REVIEW: ‘Eurotrash: Why America Must Reject the Failed Ideas of a Dying Continent’

Olaf Gersemann, a German journalist, 15 years ago set out to correct Europeans who believed that economic life in America was a race to the bottom. He showed that America’s flexible labor markets, dynamic growth, and job creation worked at least as well as Europe’s economies and welfare states. Now American writer David Harsanyi bookends that earlier project with a new text that punctures not European myths about America but the myths that some Americans hold about Europe.

America’s progressive elites already have to answer for woke capitalism, contempt for flyover country, and impossible burgers. Harsanyi wants to add an item to that list: uninformed Europhilia. His Europhiles are American “politicians, academics, pundits, journalists, among others” who believe “that we should look across the Atlantic for solutions to our most pressing problems.”

Harsanyi knows this is old wine in new bottles.
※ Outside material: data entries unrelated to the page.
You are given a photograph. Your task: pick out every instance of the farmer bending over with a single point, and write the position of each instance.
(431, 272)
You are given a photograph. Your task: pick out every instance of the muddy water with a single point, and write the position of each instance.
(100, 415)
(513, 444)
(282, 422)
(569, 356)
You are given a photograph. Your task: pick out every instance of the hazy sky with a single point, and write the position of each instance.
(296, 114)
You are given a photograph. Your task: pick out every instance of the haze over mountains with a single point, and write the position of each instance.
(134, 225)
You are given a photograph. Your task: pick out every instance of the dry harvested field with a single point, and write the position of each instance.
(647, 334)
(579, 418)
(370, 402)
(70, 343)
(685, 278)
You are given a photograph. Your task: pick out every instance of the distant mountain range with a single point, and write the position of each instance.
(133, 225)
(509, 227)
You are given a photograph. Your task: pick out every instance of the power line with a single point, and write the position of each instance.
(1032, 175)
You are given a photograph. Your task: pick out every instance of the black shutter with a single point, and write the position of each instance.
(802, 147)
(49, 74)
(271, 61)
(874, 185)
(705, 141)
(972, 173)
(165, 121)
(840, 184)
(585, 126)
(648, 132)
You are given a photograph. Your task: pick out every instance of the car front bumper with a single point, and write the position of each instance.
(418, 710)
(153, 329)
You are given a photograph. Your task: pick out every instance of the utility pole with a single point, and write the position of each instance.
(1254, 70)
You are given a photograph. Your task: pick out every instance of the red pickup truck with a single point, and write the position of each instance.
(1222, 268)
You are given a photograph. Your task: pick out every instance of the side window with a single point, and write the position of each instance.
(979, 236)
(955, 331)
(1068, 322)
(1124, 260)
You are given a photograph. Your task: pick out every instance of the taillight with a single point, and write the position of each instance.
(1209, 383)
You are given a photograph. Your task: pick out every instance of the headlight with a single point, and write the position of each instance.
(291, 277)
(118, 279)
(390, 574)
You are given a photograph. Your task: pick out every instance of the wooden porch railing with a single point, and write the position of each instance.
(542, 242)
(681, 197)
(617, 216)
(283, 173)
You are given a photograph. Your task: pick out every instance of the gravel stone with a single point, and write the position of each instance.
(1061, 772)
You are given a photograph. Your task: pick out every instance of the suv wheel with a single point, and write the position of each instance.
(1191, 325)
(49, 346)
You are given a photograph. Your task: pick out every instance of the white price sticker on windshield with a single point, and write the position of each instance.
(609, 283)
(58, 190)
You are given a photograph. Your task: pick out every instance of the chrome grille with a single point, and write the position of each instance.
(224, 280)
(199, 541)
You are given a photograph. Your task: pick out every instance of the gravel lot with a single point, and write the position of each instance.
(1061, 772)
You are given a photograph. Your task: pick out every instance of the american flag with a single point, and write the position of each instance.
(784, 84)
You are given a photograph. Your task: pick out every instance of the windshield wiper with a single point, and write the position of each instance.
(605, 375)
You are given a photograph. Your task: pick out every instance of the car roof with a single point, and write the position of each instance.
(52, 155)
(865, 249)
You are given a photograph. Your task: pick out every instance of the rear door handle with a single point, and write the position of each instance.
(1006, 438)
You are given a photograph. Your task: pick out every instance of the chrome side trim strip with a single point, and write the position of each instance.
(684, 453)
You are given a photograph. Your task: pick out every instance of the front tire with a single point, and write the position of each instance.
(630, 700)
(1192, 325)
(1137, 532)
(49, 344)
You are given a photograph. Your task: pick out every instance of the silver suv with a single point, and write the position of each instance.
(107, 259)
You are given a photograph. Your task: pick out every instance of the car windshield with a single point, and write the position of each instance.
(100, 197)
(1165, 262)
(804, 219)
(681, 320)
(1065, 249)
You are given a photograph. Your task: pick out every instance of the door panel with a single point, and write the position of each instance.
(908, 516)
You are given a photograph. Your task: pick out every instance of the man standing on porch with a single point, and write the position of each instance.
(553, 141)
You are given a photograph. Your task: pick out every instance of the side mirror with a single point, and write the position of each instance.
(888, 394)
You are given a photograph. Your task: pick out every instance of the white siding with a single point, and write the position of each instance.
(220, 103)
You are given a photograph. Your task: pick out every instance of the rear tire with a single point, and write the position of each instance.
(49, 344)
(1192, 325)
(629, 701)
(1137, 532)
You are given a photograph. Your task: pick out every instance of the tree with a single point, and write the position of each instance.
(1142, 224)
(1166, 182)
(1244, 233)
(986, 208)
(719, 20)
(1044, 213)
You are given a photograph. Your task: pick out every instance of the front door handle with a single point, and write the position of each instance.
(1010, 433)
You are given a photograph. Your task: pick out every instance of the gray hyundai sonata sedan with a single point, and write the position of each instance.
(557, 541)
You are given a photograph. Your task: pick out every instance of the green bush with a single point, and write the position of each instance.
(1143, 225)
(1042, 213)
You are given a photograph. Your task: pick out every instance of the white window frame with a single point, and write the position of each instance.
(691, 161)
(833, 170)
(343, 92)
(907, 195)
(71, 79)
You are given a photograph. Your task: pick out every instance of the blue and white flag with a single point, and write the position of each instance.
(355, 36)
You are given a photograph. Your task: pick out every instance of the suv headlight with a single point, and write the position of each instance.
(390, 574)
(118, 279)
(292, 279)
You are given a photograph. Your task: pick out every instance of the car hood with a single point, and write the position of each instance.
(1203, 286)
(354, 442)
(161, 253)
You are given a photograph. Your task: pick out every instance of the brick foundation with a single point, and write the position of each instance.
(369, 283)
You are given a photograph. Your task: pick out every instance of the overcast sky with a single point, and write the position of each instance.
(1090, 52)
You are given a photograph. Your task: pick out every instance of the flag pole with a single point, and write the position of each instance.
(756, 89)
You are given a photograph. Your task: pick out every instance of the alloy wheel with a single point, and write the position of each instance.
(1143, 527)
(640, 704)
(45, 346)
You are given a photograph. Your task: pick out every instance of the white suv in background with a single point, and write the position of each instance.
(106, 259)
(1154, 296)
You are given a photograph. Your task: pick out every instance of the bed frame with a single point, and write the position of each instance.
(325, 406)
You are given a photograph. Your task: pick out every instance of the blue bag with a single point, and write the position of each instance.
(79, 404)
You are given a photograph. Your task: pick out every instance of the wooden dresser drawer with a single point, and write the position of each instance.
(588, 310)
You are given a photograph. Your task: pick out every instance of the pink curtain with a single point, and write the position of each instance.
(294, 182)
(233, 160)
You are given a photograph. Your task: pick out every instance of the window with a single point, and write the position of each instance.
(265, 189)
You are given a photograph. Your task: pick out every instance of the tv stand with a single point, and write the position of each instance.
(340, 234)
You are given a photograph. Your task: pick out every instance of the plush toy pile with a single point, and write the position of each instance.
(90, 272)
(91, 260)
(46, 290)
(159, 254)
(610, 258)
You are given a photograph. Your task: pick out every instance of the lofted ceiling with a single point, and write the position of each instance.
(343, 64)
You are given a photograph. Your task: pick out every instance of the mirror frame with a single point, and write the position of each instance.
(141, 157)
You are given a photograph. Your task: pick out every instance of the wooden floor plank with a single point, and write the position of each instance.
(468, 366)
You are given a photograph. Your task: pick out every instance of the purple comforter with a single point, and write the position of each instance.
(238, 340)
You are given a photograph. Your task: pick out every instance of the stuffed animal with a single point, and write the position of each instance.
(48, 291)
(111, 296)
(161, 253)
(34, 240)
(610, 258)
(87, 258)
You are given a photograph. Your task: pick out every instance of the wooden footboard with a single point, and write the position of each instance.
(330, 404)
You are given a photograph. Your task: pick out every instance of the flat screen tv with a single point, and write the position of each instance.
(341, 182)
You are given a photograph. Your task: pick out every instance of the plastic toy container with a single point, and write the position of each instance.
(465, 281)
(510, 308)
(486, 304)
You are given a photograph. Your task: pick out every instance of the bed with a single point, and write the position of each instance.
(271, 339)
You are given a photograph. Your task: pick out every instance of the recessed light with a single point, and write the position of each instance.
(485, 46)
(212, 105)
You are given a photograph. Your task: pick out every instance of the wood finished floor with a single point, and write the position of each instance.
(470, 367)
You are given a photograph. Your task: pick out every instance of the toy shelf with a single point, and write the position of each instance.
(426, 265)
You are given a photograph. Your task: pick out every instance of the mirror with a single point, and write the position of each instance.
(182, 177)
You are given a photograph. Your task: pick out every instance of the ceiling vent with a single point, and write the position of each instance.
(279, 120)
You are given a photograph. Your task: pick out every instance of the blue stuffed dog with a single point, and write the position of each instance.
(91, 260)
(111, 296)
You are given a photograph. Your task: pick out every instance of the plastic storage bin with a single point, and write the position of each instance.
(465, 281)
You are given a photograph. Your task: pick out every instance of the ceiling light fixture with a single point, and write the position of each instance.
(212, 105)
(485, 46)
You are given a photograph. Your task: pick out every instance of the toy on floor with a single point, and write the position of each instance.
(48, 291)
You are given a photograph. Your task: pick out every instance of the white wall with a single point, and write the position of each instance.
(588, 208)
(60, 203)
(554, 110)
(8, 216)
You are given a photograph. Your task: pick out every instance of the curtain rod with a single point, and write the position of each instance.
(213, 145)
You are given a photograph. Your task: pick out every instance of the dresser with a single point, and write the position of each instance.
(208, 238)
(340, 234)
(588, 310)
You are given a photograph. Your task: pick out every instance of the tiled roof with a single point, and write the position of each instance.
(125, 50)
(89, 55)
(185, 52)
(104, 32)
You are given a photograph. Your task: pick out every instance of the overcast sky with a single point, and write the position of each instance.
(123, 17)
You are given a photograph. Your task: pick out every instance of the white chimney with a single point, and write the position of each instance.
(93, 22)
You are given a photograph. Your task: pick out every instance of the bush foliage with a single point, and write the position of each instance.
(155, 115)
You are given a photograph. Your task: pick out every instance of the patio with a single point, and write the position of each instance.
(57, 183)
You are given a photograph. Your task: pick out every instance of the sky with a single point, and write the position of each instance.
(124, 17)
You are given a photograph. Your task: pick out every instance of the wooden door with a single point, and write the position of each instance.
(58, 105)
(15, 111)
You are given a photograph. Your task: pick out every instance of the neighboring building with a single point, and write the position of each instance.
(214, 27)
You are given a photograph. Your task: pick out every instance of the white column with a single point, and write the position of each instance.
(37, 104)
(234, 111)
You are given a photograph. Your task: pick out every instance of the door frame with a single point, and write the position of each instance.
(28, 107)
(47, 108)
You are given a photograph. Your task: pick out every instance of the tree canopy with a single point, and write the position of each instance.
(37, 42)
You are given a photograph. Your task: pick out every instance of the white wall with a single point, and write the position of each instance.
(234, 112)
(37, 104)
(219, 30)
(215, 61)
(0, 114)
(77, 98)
Many American liberals and progressives have long looked to Western Europe for inspiration and solace on issues ranging from generous welfare states to low levels of gun violence, highbrow intellectualism, and general sophistication. Harsanyi makes the case in Eurotrash that these affinities are not so much misguided as just plain mistaken. The problem with Europhiles, in his view, is not their values—it’s their facts.

Take the common progressive admiration for Scandinavia. Vermont senator Bernie Sanders, to show that socialism works, has repeatedly named Nordic countries like Sweden, Denmark, and Finland as role models that enviably combine democracy, social equity, and prosperity. This view is largely an artifact of an era when Scandinavian socialist parties were politically dominant and ideologically self-confident. But is it accurate, at least anymore?

Harsanyi says no, and makes the case that the region has its problems, and that to address them Scandinavians in the last 20 years have been motivated to move away from Sanders-style socialism. Sweden, for example, began “cutting and simplifying its taxes, rolling back some of its welfare system, adopting voucher systems for schools, privatizing a number of state-controlled monopolies, and injecting more competition into the economy.” All of that was happening even before Sweden eliminated its estate and wealth taxes (today, Norway retains the sub-region’s only remaining wealth tax). Harsanyi could have told a similar story about liberalizing economic reforms in Denmark. He does describe the high income tax rates that are required to support Scandinavian welfarism, which would be politically unsustainable in the United States.

Harsanyi develops parallel takedowns of other naïve beliefs about Europe, for example, that Europeans live in more tolerant and inclusive societies, are less racist and more welcoming of immigrants, enjoy the same material standard of living as Americans, and get much better health care value for their money. To give just one example that has been discussed by others as well, Europeans have a lower infant mortality rate in no small part because they count many tiny “preemies” as not live births to begin with. In contrast, American doctors struggle to sustain many more hard-case newborns. When they fail, America’s statistics look relatively worse.

Harsanyi does not stop at just goring these and other cows sacred to Europhiles. He also focuses attention on ills in Europe that Europhiles all too often ignore or downplay. These include the region’s distressingly low birth rates, its disturbing erosion of free speech protections, and the creepy, Kevorkian-like zeal with which several European countries have embraced euthanasia. His list of important problems that Europhiles do not talk about could have been even longer. For instance, France’s unemployment rate basically has not fallen below 7 percent—and has very often been above 9 or 10 percent—for 40 straight years, from the early 1980s until now. I feel fairly confident saying that if the United States suffered those rates for that long, hundreds of dissertations, trade books, op-eds, and idea-festival conferences would have treated it as an undeniable indictment of the American model of capitalism. Documentaries and magazine spreads would have offered up heart-breaking individual stories and demanded that attention be paid. Instead, this problem in France and several of her neighbors has attracted mind-bogglingly little attention.

So what should we learn from this? Maybe the lesson is that people on the left should not be so quick to believe stories about how the grass is greener—or browner—on the other side of the Atlantic. But people on the right are not immune to this either. Maybe Harsanyi is one of them. He insists that there are real and growing divergences between America and Europe, just ones that favor the United States. He considers birth rates, religious practice, and other trends, and in the conclusion highlights greater American belief in individual self-determination, support for free speech, and faith in God. He treats these as headspring values that have numerous beneficial downstream consequences. That sounds pretty plausible.

But the historian Peter Baldwin wants us to put it all in perspective. In The Narcissism of Minor Differences: How America and Europe Are Alike, he reviewed reams of data on crime, environmental quality, economic conditions, health care outcomes, and much else, and concluded that the North Atlantic is a mega-region whose members enjoy more similarities than any other large group of countries in the world. Differences across the United States, and across Europe, are as daunting as differences across the ocean. In a fragmented and dangerous world, we are still joined at the hip.

Eurotrash: Why America Must Reject the Failed Ideas of a Dying Continent
by David Harsanyi
Broadside Books, 320 pp., $28.99

Gerard Alexander is a professor of politics at the University of Virginia.